Le pire dans les résultats de l’enquête du Tribunal international de La Haye sur les charniers de Srebrenica : le crime ne fut pas seulement atroce ; il fut prémédité ; et il le fut, surtout, au vu et au su de ce que l’on appelle les « grandes puissances ». Honte à elles. Honte à nous tous. Pour ce crime-là, quel tribunal ?

À propos de L’espoir encore, ce mot d’un personnage dans Les Troyennes d’Euripide : « il est vrai que si les dieux ne nous avaient pas abattus et ruinés de fond en comble, Troie n’eût pas été célébrée par les Muses ; elle ne leur eût pas inspiré des chants immortels ». Version précoce du fameux : « le monde est fait pour aboutir à un beau livre ».

Ouverture des Jeux olympiques. Comédie de la fraternité. Comédie du prétendu village planétaire. Comédie de la ferveur de ses enthousiasmes marchands. Et Juan Antonio Samaranch, président du Comité international olympique, qui ose se féliciter de ce que son mouvement soit « plus important – sic – que l’Église catholique ». Signe des temps troublés : la médiocrité des religions qu’ils s’inventent.

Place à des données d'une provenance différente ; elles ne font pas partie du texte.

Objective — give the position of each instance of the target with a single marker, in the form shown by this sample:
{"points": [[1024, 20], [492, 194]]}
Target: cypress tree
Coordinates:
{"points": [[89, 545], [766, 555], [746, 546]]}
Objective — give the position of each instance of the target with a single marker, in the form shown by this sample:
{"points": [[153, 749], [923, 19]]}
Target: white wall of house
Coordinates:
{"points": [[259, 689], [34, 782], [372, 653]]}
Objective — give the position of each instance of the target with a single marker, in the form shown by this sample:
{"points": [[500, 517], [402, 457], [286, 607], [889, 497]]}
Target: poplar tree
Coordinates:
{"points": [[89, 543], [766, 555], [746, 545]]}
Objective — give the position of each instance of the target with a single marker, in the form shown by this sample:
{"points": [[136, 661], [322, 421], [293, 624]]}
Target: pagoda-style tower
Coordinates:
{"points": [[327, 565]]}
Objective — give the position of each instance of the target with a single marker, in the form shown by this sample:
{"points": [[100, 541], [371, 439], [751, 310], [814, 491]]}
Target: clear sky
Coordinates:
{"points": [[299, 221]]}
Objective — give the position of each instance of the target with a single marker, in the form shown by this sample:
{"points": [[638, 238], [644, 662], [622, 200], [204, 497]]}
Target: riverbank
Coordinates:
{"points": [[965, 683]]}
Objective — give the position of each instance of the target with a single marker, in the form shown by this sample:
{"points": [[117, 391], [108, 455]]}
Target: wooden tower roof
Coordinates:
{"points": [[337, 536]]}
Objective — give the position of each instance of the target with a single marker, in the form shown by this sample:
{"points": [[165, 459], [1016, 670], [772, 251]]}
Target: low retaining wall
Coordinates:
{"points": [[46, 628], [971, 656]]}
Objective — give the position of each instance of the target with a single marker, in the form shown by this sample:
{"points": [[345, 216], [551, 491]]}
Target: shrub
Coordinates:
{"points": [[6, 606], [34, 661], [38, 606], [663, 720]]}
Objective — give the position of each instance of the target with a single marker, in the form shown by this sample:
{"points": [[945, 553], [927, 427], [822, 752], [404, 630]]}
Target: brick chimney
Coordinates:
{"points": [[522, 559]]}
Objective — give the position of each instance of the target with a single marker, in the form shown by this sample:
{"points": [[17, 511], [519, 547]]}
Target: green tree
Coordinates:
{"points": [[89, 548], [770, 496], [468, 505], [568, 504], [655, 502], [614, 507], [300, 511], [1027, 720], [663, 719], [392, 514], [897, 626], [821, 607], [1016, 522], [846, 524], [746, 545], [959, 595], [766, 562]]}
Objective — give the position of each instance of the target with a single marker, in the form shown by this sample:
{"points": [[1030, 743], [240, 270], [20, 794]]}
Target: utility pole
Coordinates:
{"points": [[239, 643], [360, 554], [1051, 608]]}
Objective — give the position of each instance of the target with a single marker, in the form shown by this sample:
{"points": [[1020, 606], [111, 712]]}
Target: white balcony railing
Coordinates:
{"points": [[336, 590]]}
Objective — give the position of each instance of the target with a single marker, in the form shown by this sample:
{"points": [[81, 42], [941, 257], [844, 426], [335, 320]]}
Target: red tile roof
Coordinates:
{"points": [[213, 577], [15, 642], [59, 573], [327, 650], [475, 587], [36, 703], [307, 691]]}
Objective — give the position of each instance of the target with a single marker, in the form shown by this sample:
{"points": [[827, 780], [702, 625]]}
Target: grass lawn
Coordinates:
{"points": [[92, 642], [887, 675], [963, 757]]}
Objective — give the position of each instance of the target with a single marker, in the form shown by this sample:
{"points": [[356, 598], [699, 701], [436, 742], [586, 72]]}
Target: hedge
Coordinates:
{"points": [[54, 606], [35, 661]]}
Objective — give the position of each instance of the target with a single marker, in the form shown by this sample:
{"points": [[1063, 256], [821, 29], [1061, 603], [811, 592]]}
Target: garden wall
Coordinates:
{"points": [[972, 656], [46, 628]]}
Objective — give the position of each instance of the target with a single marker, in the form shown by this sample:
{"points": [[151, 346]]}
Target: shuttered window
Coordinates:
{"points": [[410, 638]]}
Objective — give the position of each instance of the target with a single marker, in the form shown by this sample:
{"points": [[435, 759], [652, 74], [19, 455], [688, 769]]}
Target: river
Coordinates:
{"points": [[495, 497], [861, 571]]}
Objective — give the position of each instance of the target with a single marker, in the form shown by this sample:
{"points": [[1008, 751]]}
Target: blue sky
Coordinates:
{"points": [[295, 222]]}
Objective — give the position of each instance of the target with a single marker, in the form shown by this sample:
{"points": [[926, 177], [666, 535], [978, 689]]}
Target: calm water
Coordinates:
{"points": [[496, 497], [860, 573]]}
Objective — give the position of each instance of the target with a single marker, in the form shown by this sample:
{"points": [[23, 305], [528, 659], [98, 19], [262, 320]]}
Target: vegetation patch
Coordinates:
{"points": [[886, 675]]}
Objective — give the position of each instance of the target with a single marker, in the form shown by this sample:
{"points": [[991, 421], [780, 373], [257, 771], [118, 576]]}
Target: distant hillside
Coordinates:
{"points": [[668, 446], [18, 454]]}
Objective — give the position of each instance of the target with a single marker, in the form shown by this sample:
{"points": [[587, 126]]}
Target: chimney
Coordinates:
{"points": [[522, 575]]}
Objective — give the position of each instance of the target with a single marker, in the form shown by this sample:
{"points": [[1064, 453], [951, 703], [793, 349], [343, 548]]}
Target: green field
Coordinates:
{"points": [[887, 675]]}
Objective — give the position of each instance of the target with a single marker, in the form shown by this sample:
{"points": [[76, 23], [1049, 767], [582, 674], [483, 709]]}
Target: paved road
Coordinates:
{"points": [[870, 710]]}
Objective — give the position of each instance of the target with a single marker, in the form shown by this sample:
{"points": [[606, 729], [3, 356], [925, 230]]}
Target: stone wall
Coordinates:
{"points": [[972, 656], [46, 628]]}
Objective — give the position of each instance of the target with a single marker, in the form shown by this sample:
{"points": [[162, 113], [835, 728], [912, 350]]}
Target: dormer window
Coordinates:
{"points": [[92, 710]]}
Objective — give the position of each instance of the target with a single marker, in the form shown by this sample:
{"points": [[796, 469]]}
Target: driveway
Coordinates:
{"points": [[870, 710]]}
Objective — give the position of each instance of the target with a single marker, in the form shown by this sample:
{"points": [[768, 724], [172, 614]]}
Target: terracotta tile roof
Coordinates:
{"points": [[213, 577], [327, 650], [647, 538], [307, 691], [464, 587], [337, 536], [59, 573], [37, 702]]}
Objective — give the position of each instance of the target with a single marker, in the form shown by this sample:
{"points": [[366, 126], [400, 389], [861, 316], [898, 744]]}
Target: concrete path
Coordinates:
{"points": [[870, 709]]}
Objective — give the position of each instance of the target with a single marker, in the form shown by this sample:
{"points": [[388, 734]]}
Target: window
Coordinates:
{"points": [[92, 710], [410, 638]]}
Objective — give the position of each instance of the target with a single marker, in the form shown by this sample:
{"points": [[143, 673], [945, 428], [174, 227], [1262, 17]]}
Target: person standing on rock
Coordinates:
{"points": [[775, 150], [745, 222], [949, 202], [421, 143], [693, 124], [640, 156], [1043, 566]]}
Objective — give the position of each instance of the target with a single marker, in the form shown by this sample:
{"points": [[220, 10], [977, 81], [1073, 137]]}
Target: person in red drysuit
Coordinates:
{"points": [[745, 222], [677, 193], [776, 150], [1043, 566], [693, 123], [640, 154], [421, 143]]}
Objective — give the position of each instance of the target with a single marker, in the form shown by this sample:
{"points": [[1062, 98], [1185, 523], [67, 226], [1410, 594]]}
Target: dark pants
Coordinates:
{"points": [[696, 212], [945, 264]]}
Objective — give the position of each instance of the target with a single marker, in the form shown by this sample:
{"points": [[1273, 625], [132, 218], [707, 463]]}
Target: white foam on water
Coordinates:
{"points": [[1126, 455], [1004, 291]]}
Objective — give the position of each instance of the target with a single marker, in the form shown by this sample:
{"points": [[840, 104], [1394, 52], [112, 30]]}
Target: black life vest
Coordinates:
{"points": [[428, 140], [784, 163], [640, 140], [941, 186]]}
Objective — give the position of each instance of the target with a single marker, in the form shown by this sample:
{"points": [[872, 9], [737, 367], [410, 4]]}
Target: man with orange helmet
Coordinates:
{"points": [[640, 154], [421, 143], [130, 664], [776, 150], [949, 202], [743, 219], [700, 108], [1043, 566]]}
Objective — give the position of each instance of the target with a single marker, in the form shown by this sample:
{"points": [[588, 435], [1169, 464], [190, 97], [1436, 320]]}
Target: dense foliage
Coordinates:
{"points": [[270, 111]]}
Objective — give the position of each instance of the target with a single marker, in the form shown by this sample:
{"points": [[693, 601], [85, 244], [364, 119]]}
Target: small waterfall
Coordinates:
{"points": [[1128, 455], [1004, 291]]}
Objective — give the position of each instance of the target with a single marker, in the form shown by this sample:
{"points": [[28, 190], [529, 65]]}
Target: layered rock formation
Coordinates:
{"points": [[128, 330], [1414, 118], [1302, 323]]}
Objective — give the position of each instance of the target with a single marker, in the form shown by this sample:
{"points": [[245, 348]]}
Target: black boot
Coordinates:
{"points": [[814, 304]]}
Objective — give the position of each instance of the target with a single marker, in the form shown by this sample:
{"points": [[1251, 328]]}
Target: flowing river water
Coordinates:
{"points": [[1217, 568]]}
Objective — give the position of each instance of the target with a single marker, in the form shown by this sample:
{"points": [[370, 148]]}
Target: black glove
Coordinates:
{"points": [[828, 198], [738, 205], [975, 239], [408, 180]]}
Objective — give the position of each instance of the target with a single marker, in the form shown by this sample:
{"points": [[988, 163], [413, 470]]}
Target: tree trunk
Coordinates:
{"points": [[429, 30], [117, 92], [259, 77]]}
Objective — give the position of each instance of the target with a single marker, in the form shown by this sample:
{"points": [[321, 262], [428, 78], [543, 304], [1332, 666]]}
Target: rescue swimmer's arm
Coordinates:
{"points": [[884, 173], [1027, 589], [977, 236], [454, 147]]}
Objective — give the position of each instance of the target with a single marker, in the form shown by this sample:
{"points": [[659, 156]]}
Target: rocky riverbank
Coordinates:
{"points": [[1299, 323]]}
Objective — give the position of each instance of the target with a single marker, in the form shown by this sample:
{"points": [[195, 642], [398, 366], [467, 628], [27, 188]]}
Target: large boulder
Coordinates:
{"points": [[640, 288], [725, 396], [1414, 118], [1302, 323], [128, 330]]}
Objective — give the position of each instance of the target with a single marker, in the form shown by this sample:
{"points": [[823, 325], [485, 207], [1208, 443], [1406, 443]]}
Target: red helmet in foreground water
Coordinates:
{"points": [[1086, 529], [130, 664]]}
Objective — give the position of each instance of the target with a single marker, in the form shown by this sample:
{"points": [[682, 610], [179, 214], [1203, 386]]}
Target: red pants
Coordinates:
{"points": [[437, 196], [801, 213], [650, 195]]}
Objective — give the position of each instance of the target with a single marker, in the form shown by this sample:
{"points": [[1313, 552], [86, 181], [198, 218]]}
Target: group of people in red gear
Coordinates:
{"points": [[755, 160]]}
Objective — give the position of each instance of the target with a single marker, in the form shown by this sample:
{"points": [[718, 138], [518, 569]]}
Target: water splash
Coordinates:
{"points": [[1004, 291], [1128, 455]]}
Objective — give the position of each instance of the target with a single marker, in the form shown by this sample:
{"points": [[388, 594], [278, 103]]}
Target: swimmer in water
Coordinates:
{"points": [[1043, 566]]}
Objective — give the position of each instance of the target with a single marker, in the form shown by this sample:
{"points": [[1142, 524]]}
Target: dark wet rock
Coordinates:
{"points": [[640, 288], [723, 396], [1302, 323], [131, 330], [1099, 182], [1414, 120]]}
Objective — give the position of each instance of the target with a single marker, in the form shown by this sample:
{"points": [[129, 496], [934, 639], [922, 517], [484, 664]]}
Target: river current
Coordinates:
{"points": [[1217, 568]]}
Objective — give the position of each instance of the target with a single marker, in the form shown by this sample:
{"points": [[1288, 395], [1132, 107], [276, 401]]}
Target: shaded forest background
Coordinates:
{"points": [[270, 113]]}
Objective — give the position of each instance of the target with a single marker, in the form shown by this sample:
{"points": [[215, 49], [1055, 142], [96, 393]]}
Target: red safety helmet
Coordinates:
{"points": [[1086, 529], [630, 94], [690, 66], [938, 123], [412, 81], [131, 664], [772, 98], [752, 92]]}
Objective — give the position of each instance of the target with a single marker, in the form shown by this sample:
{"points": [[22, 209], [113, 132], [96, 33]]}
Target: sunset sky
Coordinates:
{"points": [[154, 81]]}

Dans Les Inrockuptibles de ce mois-ci, interview de Dominique Païni, le patron de la Cinémathèque. J’y lis, notamment, ceci : « le cinéma, c’est de la pensée et non des images ». Et encore : « c’est le cinéma moderne qui a fondé les cerveaux de cette fin de XXe siècle ; non seulement le cinéma pense, mais il a une pensée qui ne peut s’incarner en termes autres que cinématographiques ». Et encore à propos des cinéastes de la « nouvelle vague » ils ont d’abord appris « non pas à faire les films, mais à écrire sur les films ; ils ont commencé par ça et c’est l’écriture qui, plus tard, leur a permis de faire des films ». Question de Païni : l’inverse est-il vrai ? et de qui dirait-on qu’il a « commencé » par les images et en est venu aux livres ? Privilège, encore, de la littérature.

La différence entre un « intellectuel » et un « artiste » ? Très simple, au fond (même s’il reste à savoir laquelle des deux positions est, aujourd’hui, la plus enviable) : le premier travaille à rendre le monde un peu plus intelligible ; le second fait l’inverse et préférera le voir encore plus énigmatique.